Where three of the five tracks on Pneuma featured voices, one of them having five voices plus glass harmonica, only one of the four tracks on Sapindales includes a voice - "Muses" (2017), a duo between Juliet Fraser's voice and Heather Roche's clarinet. In fact, all four of the Sapindales tracks spotlight Roche to the extent that the CD front cover gives her equal billing with Iddon. As well as "Muses", she is featured solo on "Ptelea" (2014) playing bass clarinet, and on "Tu as navré" (2010) in a trio playing bass and contrabass clarinets with her Apartment House bandmates Anton Lukoszevieze on cello and James Opstad on double bass. Finally, she is heard alone on clarinets for the album's 2020 title piece and longest track, on which she is occasionally accompanied by field recordings of birdsong made by Iddon in woodland near his home.

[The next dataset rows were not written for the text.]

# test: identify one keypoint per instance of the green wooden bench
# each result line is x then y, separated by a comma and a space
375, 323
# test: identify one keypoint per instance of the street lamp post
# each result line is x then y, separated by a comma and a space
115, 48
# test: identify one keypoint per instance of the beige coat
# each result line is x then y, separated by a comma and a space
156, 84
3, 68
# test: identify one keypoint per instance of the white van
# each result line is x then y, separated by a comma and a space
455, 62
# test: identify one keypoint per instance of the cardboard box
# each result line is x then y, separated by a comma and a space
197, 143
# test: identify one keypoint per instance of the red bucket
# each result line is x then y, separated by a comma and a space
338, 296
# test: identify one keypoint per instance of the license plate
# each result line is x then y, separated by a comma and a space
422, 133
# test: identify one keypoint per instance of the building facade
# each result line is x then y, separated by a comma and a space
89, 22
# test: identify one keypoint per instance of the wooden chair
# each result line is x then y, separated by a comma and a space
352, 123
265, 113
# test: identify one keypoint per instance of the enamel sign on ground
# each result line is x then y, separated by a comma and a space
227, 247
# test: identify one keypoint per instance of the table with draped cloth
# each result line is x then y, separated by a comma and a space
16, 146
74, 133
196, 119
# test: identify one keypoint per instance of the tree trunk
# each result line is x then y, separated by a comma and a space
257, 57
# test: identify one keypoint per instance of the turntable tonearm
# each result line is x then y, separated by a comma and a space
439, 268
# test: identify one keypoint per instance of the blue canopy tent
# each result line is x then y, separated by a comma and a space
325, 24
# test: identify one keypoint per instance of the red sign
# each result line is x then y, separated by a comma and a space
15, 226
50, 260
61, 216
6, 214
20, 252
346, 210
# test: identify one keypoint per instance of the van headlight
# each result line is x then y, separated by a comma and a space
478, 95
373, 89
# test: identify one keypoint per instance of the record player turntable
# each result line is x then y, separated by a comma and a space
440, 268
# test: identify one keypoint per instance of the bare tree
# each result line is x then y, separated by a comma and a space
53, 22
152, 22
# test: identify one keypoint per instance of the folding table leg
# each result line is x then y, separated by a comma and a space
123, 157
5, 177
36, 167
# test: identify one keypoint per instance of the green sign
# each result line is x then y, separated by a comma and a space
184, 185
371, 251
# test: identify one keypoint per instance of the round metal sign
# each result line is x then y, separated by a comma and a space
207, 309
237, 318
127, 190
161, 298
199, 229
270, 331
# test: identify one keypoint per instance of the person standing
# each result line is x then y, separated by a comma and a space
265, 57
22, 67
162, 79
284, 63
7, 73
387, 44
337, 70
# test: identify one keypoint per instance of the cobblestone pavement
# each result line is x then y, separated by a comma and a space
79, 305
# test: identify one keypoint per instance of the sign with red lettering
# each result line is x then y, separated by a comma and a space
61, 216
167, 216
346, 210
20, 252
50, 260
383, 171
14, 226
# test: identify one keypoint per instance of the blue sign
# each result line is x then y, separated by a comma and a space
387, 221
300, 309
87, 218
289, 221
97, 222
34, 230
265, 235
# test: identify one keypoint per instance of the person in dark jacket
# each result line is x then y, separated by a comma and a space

Iddon wrote the two solo pieces for Roche. He has said of "Ptelea", "although it sounds like a normal(-ish) solo piece, the notation is actually a polyphonic one; the clarinettist has up to four different lines to play at the same time, all of which are given in the form of glissandi. That's quite impossible, but the clarinettist is asked to retain as much of this information as possible..." Listening to that track and others, it is to Roche's credit that one never hears any traces of such complexities, and the flow of music is uninterrupted so that all four tracks feel like they belong together. In fact, Iddon's compositions and Roche's performances of them sound as if they were made for one another. Based on this evidence, we must hope that this collaboration will be repeated in future albums by the pair.